The 27-year-old is recognized by professional peers and local chargers as one of the best ever at Teahupo'o. Just a week before the competition started Bourez again proved his pedigree in the biggest swell to hit the famous reef break this year. Yet oddly his competitive record at the break is poor. Since joining the CT in 2009, Bourez has never made it as far as the Quarterfinals. Not only have the results been frustrating for Bourez and the local fans, but the lack of success here has been a major stumbling block in his sustained quest for a World Title.
With Round 3 around the corner, Bourez will be contemplating the best way to reconcile his poor competitive return with the affinity he has for Teahupo'o.
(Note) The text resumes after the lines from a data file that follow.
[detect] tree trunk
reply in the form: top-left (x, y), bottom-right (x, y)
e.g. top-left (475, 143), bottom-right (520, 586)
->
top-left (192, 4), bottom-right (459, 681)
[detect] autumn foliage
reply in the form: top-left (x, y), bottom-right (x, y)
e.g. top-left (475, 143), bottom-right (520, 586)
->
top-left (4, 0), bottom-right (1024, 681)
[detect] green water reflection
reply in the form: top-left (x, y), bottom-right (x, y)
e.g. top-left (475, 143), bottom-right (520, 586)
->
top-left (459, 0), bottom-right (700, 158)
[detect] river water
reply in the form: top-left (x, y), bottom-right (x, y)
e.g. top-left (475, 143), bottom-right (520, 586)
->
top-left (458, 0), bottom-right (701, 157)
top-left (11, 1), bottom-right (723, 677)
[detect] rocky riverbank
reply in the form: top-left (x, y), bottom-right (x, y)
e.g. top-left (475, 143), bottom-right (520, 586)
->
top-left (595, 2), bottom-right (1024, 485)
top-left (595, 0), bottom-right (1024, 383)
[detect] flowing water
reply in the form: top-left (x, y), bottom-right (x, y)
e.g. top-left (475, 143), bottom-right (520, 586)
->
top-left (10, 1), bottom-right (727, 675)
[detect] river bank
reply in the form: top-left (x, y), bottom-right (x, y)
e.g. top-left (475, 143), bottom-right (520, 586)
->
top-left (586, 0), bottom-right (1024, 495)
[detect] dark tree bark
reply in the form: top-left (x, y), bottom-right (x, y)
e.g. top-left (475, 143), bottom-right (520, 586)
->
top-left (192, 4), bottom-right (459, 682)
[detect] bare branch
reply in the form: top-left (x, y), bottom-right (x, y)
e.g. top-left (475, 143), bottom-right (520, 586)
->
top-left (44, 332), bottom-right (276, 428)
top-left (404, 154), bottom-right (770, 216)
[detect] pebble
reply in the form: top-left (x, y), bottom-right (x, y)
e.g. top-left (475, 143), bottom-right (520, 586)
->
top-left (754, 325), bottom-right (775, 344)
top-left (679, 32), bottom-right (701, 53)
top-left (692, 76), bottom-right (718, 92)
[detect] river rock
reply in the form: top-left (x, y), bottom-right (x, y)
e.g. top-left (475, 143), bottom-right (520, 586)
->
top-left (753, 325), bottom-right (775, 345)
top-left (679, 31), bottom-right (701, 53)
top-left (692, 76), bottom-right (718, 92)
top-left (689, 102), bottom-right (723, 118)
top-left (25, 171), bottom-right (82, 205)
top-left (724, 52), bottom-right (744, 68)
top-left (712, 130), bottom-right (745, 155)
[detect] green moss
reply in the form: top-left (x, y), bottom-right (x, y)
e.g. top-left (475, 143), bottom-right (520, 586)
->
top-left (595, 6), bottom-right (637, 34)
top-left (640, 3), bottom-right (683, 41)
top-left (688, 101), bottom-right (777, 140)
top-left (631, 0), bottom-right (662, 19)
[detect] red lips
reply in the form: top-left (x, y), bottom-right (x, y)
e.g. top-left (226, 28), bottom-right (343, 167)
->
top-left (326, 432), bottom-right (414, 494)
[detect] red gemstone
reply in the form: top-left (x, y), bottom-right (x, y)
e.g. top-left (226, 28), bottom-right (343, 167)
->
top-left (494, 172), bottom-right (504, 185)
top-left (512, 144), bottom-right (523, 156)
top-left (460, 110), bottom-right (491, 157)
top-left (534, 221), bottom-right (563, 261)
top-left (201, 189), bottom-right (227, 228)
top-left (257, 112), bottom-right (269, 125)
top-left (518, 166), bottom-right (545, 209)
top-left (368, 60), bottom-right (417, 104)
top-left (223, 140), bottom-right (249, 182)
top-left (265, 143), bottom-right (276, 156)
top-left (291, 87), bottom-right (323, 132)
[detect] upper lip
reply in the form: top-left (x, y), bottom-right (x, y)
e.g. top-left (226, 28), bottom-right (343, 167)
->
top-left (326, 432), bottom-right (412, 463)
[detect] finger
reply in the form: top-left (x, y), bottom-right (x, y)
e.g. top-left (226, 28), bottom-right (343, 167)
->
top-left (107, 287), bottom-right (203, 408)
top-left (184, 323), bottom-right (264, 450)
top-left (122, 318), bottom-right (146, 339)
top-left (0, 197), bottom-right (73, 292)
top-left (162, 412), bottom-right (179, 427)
Finding that balance is obviously difficult. Even over the next 48 hours for example he will be grateful for the much needed time at home with his parents, friends, wife and children. For a surfer who travels nine months out of the year, any time at home is precious. When that home is a Polynesian paradise, perhaps even doubly so. On the flip side, focusing on the next heat for the current World No. 8 is paramount.
There are also extra pressures that come with being the sole Tahitian surfer on the Championship Tour. Over the years Bourez has played a key role in taking care of many of his Tour colleagues when they come to compete in Tahiti. The generosity of Bourez is legendary, but the time and effort required, from airport pick ups to lineup advice, could have consequences when it comes to contest preparation.
Another factor in his poor competitive return might be something simpler, yet far more intangible. "I really feel he needs some luck," says Joel Parkinson. "Sometimes he can be so unlucky. Often he can be the best surfer in a freesurf and the best surfer in the early rounds and then something happens beyond his control."
From the outside it seems like a complex set of problems that Bourez needs to solve as he waits for his next heat. Yet Bourez seems certain to stick to his Tahitian roots and stay true to himself.
"I don't really think about the result, I'm just trying to have fun, keep surfing and get barreled," he said after his Round 1 win, before flashing his all too familiar grin. After a ten-year wait, a few lays days at home in paradise is still a blessing. With that attitude and a bit of luck, 2018 could be the year that Bourez and Tahiti finally get the result his talent deserves.